Ricordo molto bene l’ultima vacanza che abbiamo fatto tutti e quattro assieme a Pakoštane, in un campeggio in Dalmazia. Allora per tornare a casa, ci abbiamo impiegato più di dieci ore per riuscire a raggiungere Trieste, perché la Croazia era già attraversata dai nazionalisti che creavano degli ingorghi. Creavano appositamente dei disagi per i turisti. Ricordo che in quel frangente Marco era angosciatissimo e mi diceva, “Daniela, qua sta succedendo qualcosa, e nessuno sembra veramente in grado di fermarla”.
L’Europa, il Papa, nessuno in quel momento ha avuto evidentemente la lucidità di capire quello che stava succedendo. Noi eravamo forse anche in un momento della nostra esistenza pieni di sogni e illusioni: nell’89 era caduto il Muro di Berlino, e l’Europa unita c’era già e stava andando verso un allargamento e nessuno si permetteva di metterla in discussione. Anzi, era un valore assoluto in cui ci insegnavano a credere fin da bambini. Penso che la Jugosalvia in quel momento era una anacronistica anomalia, e non l’abbiamo visto accadere tutto questo sotto i nostri occhi.

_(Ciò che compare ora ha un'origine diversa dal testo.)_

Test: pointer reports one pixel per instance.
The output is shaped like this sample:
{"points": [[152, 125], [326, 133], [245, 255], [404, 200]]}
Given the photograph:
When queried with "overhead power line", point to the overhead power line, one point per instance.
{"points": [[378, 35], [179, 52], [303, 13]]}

Milenka Ota e Nataly D’Angelo: vogliamo verità
«Il buon giornalismo viene fatto solamente in loco. Per cui faccio un appello adesso alle istituzioni, alle reti nazionali sia pubbliche che private, che dotino i propri operatori in loco di strumenti atti a prevenire, per quello che possibile, qualsiasi incidente». Lo chiede Milenka Ota, moglie di Alessandro, intervenuta alla cerimonia.
«Un’altra cosa che tengo dentro già da 25 anni- continua- è che da noi non si è mai fatta giustizia. C’è stata un’inchiesta, è stata anche subito chiusa e non si è mai arrivato a delle conclusioni. Sì, c’era la guerra, era difficile andare giù, ma penso che sarebbe stato opportuno cercare di capire un po’ di più di tutto quello che era successo e per quali motivi».
Alla richiesta si aggiunge anche Nataly, figlia di Dario D’Angelo, visibilmente emozionata: «Faccio mie le parole di Milenka. Sono 25 anni che aspettiamo di avere qualche notizia anche noi, perché non è vita questa».
Credo che se veramente vogliamo onorare oggi la memoria di Marco, Alessandro e Dario, dobbiamo capire il monito che ci viene dalla loro morte. A che cosa può portare il nazionalismo, a che cosa può portare la chiusura, la distruzione di ponti -visto che simbolicamente parliamo di Mostar-, la costruzione di muri. A che cosa in un unica frase può portare la mancanza di solidarietà in una società che vorrebbe essere civile.
Per questo motivo, come presidente della Fondazione che li ricorda, mi sento e mi permetto di sottoscrivere e di rilanciare l’appello dei medici del Burlo che è stato diramato un paio di giorni fa a favore dell’accoglienza. La Fondazione Luchetta Ota D’Angelo Hrovatin ha spalle larghe e entusiasmo, per fare la sua parte in questo momento così drammatico per l’umanità. E scusatemi se mi permetto, voglio sottolineare che questo non è un discorso politico. Anzi, voglio citare con molta umiltà le parole di Gino Strada che ha detto, “io non mi occupo di politica, io mi occupo di salvare persone”. Penso che questo sia il messaggio che dobbiamo raccogliere e diffondere.
Vorrei quindi che alle belle parole di questi giorni seguissero dei fatti, perché solo così avremo davvero onorato la morte, ma soprattutto la vita, di chi si è speso per cercare di capire e raccontare quanto stava avvenendo, anche perché -e di questo sono sicura- avrebbe voluto lasciare un mondo migliore a Carolina e Andrea».